As did most surgeons, Janet had nerves of steel, and even the nastiest surprises couldn’t catch her off guard. Yet her pupils pulsed wide. “That was you?”
“Yeah, and maybe the cops haven’t taken up the chase just yet, but that Dr. Mark Roper will be trying to pin a face on him.”
“Oh, my God.”
“So do I go to him or the NYPD and make a clean breast of things before they get to me? As nice as Roper was, he made me nervous.”

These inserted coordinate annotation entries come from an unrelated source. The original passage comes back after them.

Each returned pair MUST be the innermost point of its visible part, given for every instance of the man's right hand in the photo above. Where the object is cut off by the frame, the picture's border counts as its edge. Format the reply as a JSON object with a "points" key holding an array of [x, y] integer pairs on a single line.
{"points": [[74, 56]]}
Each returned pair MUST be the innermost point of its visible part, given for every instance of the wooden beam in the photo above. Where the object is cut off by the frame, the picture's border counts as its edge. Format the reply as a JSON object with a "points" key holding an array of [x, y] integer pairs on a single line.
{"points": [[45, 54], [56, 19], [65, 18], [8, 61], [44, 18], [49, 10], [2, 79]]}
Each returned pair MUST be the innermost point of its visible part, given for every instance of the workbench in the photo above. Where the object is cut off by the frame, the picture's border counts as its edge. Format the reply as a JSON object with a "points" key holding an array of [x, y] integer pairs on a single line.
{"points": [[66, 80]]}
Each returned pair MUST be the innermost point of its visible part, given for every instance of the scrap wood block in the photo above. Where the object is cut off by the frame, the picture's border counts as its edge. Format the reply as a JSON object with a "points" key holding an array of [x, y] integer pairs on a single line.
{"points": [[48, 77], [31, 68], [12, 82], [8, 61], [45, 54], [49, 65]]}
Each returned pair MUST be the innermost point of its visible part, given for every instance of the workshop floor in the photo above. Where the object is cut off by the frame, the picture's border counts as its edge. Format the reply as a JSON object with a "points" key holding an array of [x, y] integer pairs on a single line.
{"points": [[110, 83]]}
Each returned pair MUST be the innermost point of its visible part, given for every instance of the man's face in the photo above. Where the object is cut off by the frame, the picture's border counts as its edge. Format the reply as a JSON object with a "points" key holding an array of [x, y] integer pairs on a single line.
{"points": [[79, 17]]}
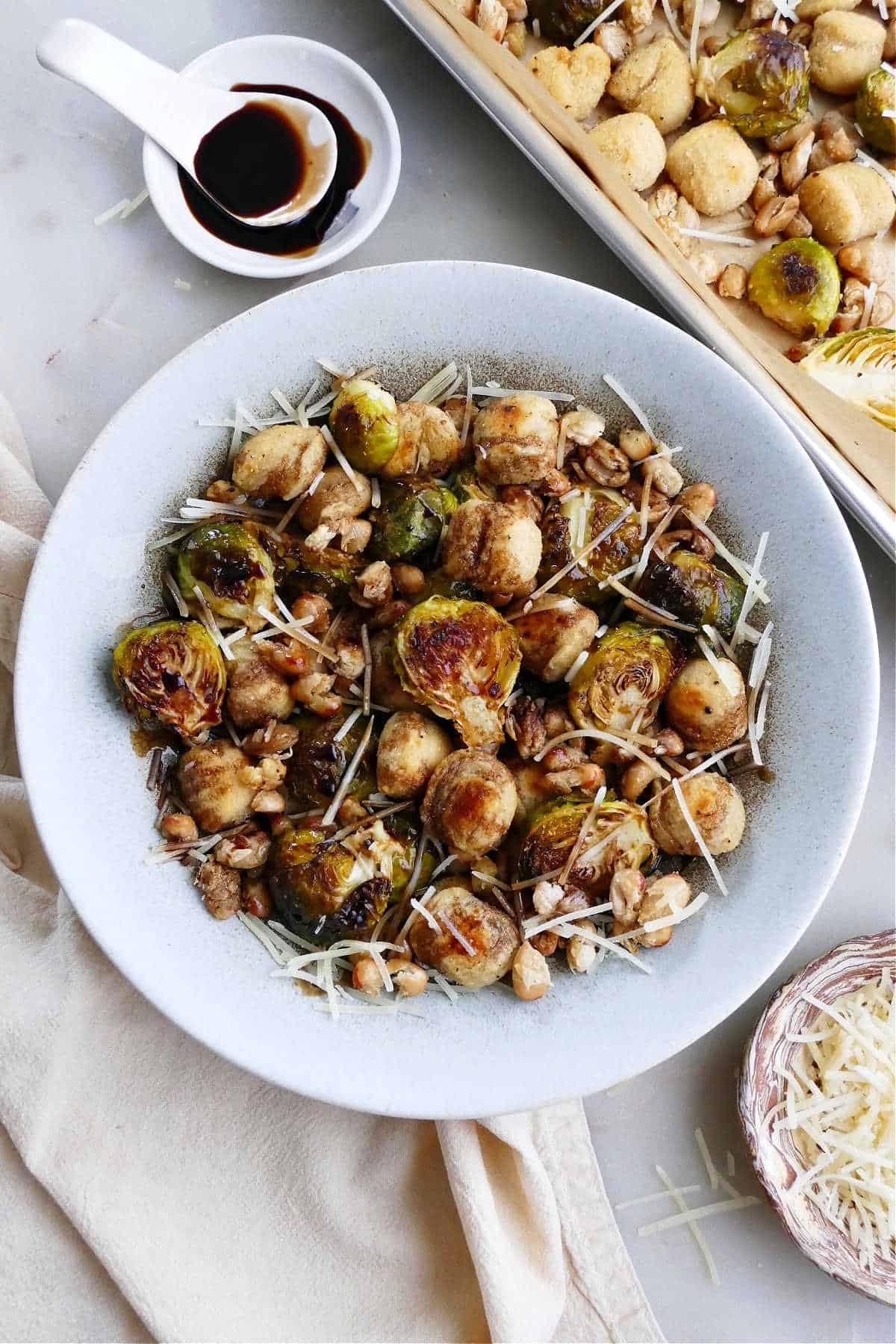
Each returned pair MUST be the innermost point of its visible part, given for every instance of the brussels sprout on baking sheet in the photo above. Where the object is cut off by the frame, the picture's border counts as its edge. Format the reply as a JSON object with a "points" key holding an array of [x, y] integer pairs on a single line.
{"points": [[761, 78], [766, 93]]}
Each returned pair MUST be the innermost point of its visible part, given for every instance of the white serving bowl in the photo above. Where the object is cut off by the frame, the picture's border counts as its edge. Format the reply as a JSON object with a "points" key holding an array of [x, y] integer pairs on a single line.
{"points": [[491, 1053], [316, 69]]}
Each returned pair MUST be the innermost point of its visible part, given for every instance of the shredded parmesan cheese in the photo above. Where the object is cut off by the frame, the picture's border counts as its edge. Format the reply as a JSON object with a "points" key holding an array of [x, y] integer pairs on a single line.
{"points": [[340, 457], [668, 921], [729, 240], [692, 1216], [494, 390], [368, 670], [347, 727], [555, 578], [692, 1228], [583, 830], [656, 1194], [603, 737], [349, 774], [750, 596], [727, 675], [561, 444], [617, 388], [437, 385], [879, 168], [839, 1105], [421, 909], [176, 594], [656, 612], [868, 304], [742, 570], [113, 210], [581, 658], [595, 23], [695, 33]]}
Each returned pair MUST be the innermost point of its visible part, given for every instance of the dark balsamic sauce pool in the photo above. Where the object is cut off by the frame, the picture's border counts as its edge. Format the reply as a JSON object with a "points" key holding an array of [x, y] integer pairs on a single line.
{"points": [[267, 184], [253, 161]]}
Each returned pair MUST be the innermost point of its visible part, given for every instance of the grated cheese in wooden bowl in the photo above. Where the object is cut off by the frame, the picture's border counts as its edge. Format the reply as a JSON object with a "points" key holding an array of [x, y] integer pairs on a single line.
{"points": [[817, 1104]]}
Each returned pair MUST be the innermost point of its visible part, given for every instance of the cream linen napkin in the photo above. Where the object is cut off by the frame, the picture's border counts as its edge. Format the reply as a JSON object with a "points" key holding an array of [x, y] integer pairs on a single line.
{"points": [[225, 1209]]}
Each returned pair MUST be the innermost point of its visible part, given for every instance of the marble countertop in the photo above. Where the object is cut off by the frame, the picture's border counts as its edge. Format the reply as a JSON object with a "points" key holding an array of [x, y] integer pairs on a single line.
{"points": [[89, 314]]}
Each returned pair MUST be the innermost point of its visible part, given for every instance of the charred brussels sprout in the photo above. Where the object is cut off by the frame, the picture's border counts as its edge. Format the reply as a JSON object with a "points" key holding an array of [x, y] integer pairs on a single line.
{"points": [[568, 526], [555, 830], [563, 20], [233, 571], [875, 105], [461, 659], [626, 675], [300, 569], [469, 487], [329, 892], [695, 591], [761, 78], [172, 672], [364, 423], [319, 761], [410, 519], [797, 285]]}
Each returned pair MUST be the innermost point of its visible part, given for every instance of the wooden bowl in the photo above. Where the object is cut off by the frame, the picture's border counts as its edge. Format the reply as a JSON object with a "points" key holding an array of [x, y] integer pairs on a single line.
{"points": [[778, 1162]]}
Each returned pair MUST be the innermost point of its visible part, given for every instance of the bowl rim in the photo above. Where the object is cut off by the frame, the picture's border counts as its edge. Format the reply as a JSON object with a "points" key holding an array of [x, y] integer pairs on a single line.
{"points": [[240, 261], [871, 953], [33, 742]]}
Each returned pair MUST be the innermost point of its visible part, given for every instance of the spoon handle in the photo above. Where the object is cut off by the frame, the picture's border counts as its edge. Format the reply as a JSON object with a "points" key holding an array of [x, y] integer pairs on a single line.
{"points": [[160, 102]]}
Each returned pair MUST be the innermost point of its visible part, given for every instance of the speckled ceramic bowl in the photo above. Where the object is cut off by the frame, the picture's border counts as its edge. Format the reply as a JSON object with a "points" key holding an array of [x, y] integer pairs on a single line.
{"points": [[491, 1053], [778, 1160]]}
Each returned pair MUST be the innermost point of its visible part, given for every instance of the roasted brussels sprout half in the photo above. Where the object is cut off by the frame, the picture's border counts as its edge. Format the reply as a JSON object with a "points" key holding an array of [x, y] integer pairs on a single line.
{"points": [[410, 519], [761, 78], [327, 892], [875, 105], [695, 591], [461, 659], [626, 675], [570, 524], [555, 830], [797, 285], [300, 569], [233, 571], [563, 20], [172, 673], [860, 367], [364, 423], [319, 761]]}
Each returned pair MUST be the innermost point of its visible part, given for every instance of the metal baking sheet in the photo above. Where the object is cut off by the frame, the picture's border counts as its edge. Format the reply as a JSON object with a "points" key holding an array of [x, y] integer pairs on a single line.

Though they’d been talking barely above a murmur, she leaned forward close enough to whisper. “And confess you were having an affair with her? That’s nuts!”
“It’ll be worse if I say nothing and Roper or his sheriff find me out on their own. At the very least they could charge me with obstruction of justice, now that it’s officially a murder case.”
“And how the hell will you explain not coming forward for twenty-seven years?”
“I had a lot of reasons, some pretty complicated, but I could make them understand.”
“Try me first. I’m a lot more sympathetic.”
“Okay. For starters, from the very beginning she made me promise never to reveal our affair.”
“Jesus, Earl, give me a break!”
“Hear me out. At first I thought she wanted to avoid a scandal. Adultery is no small thing, and back then it was a very big deal. But, no, that wasn’t it. She told me later that she really didn’t give a damn what people thought, that she worried about Chaz and how he’d react if he ever found out. The possibility of losing her obsessed him, which fueled the abuse, to the point she figured not only did she have to make a clean break – disappear, change her name, and start over – but he must never know about our affair because it might enrage him even more.”